Joint Confidence Interval

Given the following model:

${\rm Wage}_i=\beta_0+\beta_1 {\rm Married}_i+\beta_2{\rm Female}_i+\beta_3 {\rm Married}_i \times {\rm Female}_i + \varepsilon_i$,

I am interested in finding $\beta_1+\beta_3$ for different quantiles of the dependent variable (i.e. on average, how much more/less does married females make compared to single females for a given quantile). I already have the results of the quantile regression model, and I calculated $\beta_1+\beta_3$ for all quantile levels.

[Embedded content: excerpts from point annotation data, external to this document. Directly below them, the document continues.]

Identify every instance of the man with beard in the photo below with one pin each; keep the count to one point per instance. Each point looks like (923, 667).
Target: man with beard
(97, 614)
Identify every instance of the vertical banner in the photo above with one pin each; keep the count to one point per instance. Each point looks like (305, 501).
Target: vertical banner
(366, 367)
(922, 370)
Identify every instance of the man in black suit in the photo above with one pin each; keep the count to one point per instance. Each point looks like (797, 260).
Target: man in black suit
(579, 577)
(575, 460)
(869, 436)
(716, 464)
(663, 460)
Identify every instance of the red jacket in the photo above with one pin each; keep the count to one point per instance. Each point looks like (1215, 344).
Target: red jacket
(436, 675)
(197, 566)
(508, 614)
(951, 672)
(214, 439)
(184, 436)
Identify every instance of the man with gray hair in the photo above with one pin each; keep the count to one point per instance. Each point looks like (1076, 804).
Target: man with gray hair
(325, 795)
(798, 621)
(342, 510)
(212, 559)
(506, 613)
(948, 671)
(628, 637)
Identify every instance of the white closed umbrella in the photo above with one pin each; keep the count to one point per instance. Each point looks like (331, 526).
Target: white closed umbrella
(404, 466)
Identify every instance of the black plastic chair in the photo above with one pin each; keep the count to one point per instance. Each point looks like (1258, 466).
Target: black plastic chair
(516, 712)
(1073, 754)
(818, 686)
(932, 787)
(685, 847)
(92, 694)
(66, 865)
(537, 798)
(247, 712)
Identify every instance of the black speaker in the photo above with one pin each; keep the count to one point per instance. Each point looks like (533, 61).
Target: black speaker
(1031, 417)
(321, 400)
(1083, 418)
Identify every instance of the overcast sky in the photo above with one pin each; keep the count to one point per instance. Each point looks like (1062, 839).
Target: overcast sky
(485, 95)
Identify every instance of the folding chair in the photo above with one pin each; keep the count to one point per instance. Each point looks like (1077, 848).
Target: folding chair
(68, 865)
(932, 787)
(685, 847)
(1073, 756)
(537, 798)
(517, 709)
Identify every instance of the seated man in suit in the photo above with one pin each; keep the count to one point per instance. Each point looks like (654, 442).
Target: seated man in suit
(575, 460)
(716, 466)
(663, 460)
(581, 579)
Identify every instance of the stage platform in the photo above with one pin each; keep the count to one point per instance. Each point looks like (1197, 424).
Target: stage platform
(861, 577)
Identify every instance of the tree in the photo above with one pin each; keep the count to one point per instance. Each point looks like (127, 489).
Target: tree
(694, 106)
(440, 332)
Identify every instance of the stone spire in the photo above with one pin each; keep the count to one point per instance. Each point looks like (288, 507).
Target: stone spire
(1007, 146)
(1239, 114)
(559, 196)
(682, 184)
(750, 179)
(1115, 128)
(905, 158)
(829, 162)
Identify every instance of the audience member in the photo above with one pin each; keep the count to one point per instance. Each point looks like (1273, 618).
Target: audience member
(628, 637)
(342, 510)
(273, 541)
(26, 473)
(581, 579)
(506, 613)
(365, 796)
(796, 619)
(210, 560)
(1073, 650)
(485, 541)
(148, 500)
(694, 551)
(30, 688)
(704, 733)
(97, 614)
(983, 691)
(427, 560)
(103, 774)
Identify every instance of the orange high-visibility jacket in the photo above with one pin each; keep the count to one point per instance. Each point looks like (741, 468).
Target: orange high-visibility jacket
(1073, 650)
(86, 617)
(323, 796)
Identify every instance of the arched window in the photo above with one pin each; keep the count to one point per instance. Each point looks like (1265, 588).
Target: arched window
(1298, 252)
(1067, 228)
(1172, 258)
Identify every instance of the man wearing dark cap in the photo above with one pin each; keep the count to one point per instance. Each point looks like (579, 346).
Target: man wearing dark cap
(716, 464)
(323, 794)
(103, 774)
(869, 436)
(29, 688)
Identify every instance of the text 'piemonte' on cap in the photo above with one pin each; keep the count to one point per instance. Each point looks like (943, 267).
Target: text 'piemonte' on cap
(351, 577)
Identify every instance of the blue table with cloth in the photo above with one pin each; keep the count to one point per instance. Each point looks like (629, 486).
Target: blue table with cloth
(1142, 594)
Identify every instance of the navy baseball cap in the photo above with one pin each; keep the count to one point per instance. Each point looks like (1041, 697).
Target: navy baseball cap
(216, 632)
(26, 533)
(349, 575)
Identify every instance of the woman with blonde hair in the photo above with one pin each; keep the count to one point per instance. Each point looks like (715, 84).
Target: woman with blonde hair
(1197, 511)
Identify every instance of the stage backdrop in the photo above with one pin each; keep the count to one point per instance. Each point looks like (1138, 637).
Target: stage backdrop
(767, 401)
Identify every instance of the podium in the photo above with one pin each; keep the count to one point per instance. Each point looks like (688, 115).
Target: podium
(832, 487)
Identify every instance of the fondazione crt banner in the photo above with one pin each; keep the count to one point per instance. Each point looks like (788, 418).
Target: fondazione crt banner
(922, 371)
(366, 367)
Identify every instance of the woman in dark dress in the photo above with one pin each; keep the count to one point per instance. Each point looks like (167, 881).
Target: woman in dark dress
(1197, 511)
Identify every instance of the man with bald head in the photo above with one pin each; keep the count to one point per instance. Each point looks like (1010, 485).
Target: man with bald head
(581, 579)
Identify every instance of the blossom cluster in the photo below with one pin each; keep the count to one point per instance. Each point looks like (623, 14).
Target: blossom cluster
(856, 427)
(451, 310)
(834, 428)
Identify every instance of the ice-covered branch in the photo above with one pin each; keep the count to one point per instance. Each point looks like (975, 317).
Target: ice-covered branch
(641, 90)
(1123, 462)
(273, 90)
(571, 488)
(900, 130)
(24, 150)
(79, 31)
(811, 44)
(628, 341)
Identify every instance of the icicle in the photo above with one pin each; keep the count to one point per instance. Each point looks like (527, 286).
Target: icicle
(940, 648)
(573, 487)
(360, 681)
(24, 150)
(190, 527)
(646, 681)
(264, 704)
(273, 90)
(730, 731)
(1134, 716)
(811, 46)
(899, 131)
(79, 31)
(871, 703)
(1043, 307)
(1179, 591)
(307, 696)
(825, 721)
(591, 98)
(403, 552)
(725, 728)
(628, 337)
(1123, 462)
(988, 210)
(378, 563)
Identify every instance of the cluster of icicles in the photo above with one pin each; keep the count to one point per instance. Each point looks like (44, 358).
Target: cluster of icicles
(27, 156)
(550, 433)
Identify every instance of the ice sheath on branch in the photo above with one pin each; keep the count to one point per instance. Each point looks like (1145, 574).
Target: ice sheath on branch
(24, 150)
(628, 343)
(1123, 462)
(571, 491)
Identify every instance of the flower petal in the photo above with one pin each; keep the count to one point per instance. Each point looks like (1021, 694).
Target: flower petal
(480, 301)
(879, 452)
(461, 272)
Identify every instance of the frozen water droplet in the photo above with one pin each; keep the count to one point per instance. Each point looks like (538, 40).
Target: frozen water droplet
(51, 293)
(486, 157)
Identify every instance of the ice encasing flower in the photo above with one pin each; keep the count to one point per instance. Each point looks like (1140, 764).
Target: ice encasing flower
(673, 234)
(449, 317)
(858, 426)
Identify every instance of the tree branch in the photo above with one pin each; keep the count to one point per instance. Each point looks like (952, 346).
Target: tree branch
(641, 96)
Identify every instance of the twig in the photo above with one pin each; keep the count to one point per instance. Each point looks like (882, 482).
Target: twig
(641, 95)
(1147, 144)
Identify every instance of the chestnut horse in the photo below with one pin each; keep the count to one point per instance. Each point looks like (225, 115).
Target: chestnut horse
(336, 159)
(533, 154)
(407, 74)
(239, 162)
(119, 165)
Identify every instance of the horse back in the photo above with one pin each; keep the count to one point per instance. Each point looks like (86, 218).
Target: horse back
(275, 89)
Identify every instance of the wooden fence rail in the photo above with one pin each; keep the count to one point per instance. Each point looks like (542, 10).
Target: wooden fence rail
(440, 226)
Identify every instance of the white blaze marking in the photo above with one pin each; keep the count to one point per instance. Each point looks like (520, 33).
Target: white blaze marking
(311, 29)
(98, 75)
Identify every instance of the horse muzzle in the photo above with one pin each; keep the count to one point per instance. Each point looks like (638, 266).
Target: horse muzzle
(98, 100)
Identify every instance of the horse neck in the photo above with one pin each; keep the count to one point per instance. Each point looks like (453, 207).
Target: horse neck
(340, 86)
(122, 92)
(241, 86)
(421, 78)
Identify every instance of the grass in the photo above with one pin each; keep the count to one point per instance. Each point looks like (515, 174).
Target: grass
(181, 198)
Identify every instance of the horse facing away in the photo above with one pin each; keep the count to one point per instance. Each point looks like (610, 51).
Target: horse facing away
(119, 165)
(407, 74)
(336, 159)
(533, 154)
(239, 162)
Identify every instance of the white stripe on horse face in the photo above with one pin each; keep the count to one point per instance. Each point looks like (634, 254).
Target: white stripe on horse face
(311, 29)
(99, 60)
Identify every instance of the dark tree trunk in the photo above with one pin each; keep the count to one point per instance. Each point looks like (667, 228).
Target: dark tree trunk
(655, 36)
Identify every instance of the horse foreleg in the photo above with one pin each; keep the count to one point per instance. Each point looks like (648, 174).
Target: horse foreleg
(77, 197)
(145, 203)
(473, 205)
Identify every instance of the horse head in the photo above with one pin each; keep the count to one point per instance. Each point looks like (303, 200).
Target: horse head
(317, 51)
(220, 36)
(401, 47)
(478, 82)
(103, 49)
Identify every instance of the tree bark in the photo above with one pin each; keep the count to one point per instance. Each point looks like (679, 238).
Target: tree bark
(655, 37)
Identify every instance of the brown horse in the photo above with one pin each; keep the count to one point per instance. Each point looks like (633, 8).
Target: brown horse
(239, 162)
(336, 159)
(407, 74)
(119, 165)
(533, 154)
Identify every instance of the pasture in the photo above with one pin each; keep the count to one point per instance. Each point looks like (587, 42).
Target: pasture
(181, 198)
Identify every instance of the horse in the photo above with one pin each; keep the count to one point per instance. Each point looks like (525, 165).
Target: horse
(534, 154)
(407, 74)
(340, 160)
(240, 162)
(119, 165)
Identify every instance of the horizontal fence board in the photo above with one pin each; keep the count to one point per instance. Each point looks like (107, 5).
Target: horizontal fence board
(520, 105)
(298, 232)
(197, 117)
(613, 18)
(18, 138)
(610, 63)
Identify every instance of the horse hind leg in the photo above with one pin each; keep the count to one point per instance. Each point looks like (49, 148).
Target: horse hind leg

However, I am trying to find a confidence interval for $\beta_1+\beta_3$ to determine whether this quantity is statically significant for a given quantile level. One thing that came to mind is the Bonferroni joint confidence interval. Using this method I was able to find a lower bound for the joint confidence interval for each of $\beta_1$ and $\beta_3$, but I am not sure how to find a confidence interval for the sum of the two covariates.

Would it be correct to sum the two confidence intervals that we got (I didn't find evidence that support this approach)? Is there a way to determine such a confidence interval? Appreciate your help. Thanks.

• This is a question about predictions based on linear combinations. You will need to base your CI on the standard error of the combination, which is a function of the standard errors of the estimates, but also of the covariance of the estimates.. May 1 '14 at 23:21

Uh... let's see. . . this is just from vague memory, but I think that in your case: $s_{\beta_{1}+\beta_{3}} = \sqrt{s^{2}_{\beta_{1}} + s^{2}_{\beta_{3}} + 2cov_{\beta_{1}\beta_{3}}}$

I am a bit worried that for discrete changes, like marriage and gender, the partial derivatives do not give the right effect, which is inherited by their sum. With a continuous variable this seems more sensible, because the coefficient gives you the change in the outcome for an infinitesimal change in x, which is unlikely to shift a person to a different quantile. With discrete changes, I am more suspicious of that, and the interpretation is a bit more delicate. However, I am not aware of an alternative way to proceed.

Also, I am not sure "Joint CI" is the right title since you are not looking for that, and the bonferroni tag seems irrelevant.

A general way to get simultaneous confidence intervals, that assumes normality of the $\beta$s, is implemented in the R rms package. You can fit with the rms Rq function for quantile regression, then pass the resulting fit object to the contrast.rms function where you specify all the contrasts of interest and specify conf.type='simultaneous'.

Once you have calculated the standard error from Alexis' formula, you should be able to retrieve the confidence interval doing:

CI = 1.96 +/- SE

However, it is not clear whether it works for linear regression, as suggested in the CV post

Reproduce a confidence interval of linear regression in excel

• (1) The post you refer to concerns a spreadsheet mistake, not a problem with linear regression, and it's about prediction limits rather than confidence limits. (2) I didn't notice this the first time through, but did you see that the question concerns a quantile regression? It's not conventional linear regression. Even so, @Alexis is correct: given an estimated covariance matrix for the coefficient estimates, an approximate CI can be constructed for any linear combination of the coefficients.
– whuber
Jun 27 '14 at 19:02
• No I did not. Thanks for your comment, it is helpfull for me because I want to compute a joint confidence interval as well :). It works provided the 2 parameters I want to calculate the joint CI for are linearly related, isn't it? (I mean, even if is in a non-linear model)? Jun 27 '14 at 19:06
• That's a great question. If you are not doing least squares regression, the parameter estimates might not be linearly related, but even so their covariance matrix can be used as one way to construct joint CIs. This is justified for Maximum Likelihood estimation by an appeal to its asymptotic properties, so a sizable amount of data can be necessary.
– whuber
Jun 27 '14 at 19:10
• I am using the Levenberg Marquardt algorithm in Mathematica, I think it is using least square. I can try to fit my model with ML, data amount will not be an issue. Thanks! Jun 28 '14 at 22:37

I know the answer is found at this link. which says: If you want simultaneous confidence intervals for both the intercept and slope, using the Bonferroni method with joint confidence level α, set the level equal to 1 – α / 2...

• This is an approximation only. It often works well for intercept and slope in ordinary regression because frequently the intercept and slope estimates are uncorrelated or only weakly correlated. When it comes to two arbitrary coefficient estimates, though, as in the question, it is important to account for their correlation. A comment to the question by @Alexis points this out.